So, something just is not right here. Instead of boring you to death with more theory and statistics, let's get back to my little drive. The idea was simple: let's just see what actually happens if we go for a drive with a bunch of GPS units, some facing up towards the satellite, some facing down. Somewhere in the middle of the drive, turn the arm around by 180 degrees and see what happens! And, most importantly - what's the effect on the top speed?

Let's start with a look at the speeds:
This is about 15 minutes worth of data from 6 GPS units - a bit too much information to see much. I deleted a few data points in the middle, where I turned my arm around. I also split the tracks into 2 segments for each device, before and after I turned the arm. So each device was pointing up for one segment, and down for the other.

Let's jump straight to the 2 second speed results from the first segment:
Four units show top speeds close to 28 knots: all the units that were facing up, and the GT-31. But the GW-60 watch and the GW-52 unit that were facing down show speeds that are almost one respectively 2 knots higher! Let's look at the data in detail:

The top graph shows the doppler speed, the bottom graph shows the error estimates. What stands out is:
  • Two speed curves are substantially higher than the others: the black (GW-52 #3) and the red (GW-60 #2). 
  • The same two GPS units have error estimates in this region that are about 2x higher than the other units,
  • The observed error is not random. Both the red and black speed curves stay about 2 knots above the other curves for 8-10 seconds (40-50 data points). If the error would be completely random, this would be extremely unlikely to happen by chance; winning the jackpot in a lottery is more likely.
I can only speculate why the error becomes non-random at high SDOP values, but there's a likely guess: when the signal quality gets too low, the firmware starts to rely more on "dead reckoning". GPS chips sometimes use dead reckoning when no GPS signal is available, for example in tunnels. A sensible firmware implementation would start using increasing amounts of dead reckoning as the signal quality decreases, rather than a single "all-or-nothing" threshold. There are several indications that something like dead reckoning is causing the observed error characteristics, but that probably deserves another post.

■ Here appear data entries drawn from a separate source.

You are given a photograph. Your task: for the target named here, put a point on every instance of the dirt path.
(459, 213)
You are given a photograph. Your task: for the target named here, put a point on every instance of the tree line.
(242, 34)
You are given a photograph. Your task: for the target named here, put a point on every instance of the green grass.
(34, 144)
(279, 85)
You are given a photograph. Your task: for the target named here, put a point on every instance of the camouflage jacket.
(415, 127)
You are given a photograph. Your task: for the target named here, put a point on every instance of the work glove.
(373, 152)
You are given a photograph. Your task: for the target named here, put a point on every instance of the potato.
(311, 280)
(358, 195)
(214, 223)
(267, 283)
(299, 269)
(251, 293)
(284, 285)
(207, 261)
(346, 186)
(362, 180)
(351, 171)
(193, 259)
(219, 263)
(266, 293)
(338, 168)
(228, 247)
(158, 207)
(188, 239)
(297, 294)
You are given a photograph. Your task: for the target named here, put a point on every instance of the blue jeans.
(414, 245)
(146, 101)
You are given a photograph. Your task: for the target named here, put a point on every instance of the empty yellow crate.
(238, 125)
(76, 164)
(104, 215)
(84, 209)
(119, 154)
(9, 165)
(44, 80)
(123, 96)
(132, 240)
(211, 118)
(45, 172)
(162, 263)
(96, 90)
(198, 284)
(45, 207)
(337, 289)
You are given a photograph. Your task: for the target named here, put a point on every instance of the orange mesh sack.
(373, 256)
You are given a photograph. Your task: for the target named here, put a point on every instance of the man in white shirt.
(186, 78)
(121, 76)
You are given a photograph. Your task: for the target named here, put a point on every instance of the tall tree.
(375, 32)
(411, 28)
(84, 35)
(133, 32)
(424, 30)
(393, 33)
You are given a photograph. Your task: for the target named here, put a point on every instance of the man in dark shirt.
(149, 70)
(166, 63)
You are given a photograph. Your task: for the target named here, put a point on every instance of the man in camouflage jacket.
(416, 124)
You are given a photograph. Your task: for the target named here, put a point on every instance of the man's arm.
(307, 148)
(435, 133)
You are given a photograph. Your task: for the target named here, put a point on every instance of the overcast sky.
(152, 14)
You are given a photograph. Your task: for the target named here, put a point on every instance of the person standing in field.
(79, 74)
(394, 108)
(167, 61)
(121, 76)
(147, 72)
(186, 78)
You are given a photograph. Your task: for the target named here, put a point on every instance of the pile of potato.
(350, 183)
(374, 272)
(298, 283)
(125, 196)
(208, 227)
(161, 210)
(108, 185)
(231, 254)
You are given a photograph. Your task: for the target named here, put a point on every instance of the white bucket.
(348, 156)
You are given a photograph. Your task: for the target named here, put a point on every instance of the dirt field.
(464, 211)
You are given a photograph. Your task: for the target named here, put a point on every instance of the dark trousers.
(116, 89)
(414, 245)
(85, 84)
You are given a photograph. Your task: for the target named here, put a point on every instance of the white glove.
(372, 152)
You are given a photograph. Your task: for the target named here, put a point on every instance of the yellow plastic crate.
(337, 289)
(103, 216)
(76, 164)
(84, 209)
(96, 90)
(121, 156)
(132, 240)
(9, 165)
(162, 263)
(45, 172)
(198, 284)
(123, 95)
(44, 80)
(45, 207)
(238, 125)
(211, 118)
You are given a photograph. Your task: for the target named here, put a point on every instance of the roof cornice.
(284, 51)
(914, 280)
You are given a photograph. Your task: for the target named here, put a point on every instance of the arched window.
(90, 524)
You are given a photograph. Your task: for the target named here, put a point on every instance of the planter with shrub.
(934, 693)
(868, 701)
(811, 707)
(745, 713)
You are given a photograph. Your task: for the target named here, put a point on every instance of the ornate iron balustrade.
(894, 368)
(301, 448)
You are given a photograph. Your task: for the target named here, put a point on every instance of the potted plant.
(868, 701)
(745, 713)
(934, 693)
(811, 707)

Another question that arose was whether the problems are specific to the GW-60 watch, since it apparently has a GPS antenna that is smaller than the antenna in the GT-31, and thus possibly inferior. Let's look at the error estimate graphs from the "up" and "down" segments to get an idea. I color-coded the graphs so that blue indicates "up", and red indicates "down". Here's the GW-60 watch:
The SDOP values roughly doubled when I turned my arm so that the GPS was facing down. Here's the same graph for a GW-52:
Pretty similar, again with a marked increase when the GPS unit was faces down under my lower arm. Finally, let's look at the GT-31:
The GT-31 was facing down during the first segment, and up in the second segment. Again, we see much better data accuracy with the GPS facing up towards the satellites. Note that I sometimes had to take my hand into the car to turn, and that I may not always have had the arm oriented perfectly up or down, but the overall trend is clear: all three devices show the same trend towards much degraded accuracy of the GPS is worn facing to the ground.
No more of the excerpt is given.